Por Susana Santo | Assistente Hospitalar Graduada do Serviço de Obstetrícia do Hospital Santa Maria – CHLN

O teste pré-natal não invasivo (TPNI) integra o rastreio pré-natal de aneuploidias em países com recursos elevados, e deste modo está incluído nos cuidados anteparto. A International Society for Prenatal Diagnosis (ISPN) emitiu neste artigo um consenso sobre os pressupostos teóricos e a aplicação clínica do TPNI. Nos últimos 50 anos, o diagnóstico pré-natal de aneuploidias evolui da simples avaliação da idade materna para outros métodos como o rastreio do segundo trimestre, o rastreio combinado do primeiro trimestre e finalmente a pesquisa de DNA livre no plasma materno.

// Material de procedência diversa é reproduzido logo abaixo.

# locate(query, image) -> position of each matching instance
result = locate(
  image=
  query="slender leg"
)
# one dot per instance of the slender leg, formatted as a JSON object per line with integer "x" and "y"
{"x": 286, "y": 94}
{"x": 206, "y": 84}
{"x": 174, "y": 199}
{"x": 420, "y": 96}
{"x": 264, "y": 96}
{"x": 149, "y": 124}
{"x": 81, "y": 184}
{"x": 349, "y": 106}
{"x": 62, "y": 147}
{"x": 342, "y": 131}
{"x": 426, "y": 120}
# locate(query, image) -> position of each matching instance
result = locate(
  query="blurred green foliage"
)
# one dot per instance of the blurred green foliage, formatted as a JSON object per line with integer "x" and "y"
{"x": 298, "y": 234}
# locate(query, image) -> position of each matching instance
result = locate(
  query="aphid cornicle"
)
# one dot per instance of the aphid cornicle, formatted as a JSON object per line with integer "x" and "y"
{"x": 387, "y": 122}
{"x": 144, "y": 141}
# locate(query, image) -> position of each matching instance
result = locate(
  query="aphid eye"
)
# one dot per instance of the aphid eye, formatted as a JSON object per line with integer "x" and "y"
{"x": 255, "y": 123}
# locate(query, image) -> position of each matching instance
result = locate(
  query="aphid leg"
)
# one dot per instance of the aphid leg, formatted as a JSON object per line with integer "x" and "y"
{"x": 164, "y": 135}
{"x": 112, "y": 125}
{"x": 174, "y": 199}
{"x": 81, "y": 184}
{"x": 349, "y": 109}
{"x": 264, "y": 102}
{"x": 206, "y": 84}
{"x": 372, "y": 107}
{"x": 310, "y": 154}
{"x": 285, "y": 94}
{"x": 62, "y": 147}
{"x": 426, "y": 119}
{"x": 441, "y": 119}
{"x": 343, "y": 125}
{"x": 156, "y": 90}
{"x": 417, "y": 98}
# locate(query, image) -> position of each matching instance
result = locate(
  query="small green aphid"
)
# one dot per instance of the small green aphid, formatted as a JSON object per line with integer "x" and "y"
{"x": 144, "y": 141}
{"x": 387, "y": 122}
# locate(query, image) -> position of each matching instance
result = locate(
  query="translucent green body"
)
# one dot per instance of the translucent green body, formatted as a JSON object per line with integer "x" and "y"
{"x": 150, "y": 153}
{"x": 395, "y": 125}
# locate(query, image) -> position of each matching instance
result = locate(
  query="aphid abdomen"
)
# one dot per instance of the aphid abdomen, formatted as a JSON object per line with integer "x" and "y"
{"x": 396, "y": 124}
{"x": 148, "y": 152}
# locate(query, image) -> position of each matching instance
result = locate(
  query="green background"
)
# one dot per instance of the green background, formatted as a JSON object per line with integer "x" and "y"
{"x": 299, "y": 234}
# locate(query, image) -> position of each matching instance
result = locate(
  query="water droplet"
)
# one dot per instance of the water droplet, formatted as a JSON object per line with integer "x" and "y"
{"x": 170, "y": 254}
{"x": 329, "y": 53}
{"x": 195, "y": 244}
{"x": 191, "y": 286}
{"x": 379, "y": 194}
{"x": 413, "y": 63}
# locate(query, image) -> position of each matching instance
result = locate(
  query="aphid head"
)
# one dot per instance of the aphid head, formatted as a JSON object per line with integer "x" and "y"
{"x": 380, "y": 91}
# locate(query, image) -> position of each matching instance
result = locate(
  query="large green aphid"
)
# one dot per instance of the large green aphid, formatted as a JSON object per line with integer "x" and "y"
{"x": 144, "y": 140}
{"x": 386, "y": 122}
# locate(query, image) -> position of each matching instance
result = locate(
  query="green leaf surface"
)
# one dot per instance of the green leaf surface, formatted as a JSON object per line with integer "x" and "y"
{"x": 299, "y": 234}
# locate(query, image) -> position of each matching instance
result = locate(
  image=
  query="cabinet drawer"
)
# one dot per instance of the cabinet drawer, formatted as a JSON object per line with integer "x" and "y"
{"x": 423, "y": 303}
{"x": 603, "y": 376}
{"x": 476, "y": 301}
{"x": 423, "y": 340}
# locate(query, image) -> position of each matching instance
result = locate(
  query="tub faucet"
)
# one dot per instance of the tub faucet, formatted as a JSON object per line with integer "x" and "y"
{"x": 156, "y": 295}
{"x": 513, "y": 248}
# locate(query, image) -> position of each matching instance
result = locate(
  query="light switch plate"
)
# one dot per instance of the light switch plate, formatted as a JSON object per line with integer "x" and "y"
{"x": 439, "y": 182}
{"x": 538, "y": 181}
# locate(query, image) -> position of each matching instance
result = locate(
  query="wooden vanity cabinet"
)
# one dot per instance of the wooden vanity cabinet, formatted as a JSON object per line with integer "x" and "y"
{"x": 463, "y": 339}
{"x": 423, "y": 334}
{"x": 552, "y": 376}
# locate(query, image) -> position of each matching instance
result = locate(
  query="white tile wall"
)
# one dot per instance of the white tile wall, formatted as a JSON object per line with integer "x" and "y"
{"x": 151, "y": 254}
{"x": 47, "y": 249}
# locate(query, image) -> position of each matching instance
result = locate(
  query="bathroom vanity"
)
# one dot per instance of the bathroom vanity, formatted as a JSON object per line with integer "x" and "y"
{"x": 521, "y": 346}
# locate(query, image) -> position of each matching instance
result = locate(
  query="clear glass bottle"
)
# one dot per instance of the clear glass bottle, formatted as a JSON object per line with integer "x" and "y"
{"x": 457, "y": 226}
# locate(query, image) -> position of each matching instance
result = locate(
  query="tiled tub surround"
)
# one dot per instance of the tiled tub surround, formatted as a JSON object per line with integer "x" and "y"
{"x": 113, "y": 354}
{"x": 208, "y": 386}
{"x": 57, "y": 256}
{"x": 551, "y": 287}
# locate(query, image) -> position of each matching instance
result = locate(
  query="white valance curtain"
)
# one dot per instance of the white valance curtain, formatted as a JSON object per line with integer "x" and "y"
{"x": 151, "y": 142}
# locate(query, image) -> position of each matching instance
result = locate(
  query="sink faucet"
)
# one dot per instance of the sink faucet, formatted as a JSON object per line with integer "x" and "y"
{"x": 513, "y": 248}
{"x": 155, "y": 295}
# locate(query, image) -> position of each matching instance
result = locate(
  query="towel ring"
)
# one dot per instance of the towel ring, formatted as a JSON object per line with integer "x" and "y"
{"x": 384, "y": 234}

Apesar dos avanços, o TPNI é utilizado de forma diversa entre países, e em Portugal continua a não ser disponibilizado a toda a população.

O que precisamos de saber sobre o TPNI?

Existem diferentes testes no mercado, é necessário considerar a percentagem de DNA fetal, é necessário saber gerir a “ausência de resultados”, conhecer a sensibilidade e especificidade para a deteção das diferentes aneuploidias (cr 13,18, 21, X), conhecer a taxa de falsos positivos. Emerge ainda a utilização de TPNI para detecção de trissomias autossómicas raras, de desequilíbrios cromossómicos, de microdelecções e duplicações; no entanto a sua aplicação na prática clínica ainda é controversa, requer aconselhamento especializado e investigação adicional.

O texto salienta também os princípios da autonomia, da equidade e voluntariedade quando se propõe um teste pré-natal de rastreio de aneuploidias. O aconselhamento pré e pós-teste deve permitir uma discussão partilhada e facultar o suporte necessário para que a doente consiga tomar a decisão de forma autónoma. Os clínicos devem adquirir os conhecimentos que possibilitem uma decisão partilhada com a grávida, respeitando as suas preferências.

Este é o caminho da medicina obstétrica individualizada e não conduzida pela aplicação de exames de rotina de rastreio pré-natal; o consenso da ISPD pode facultar informação importante neste contexto.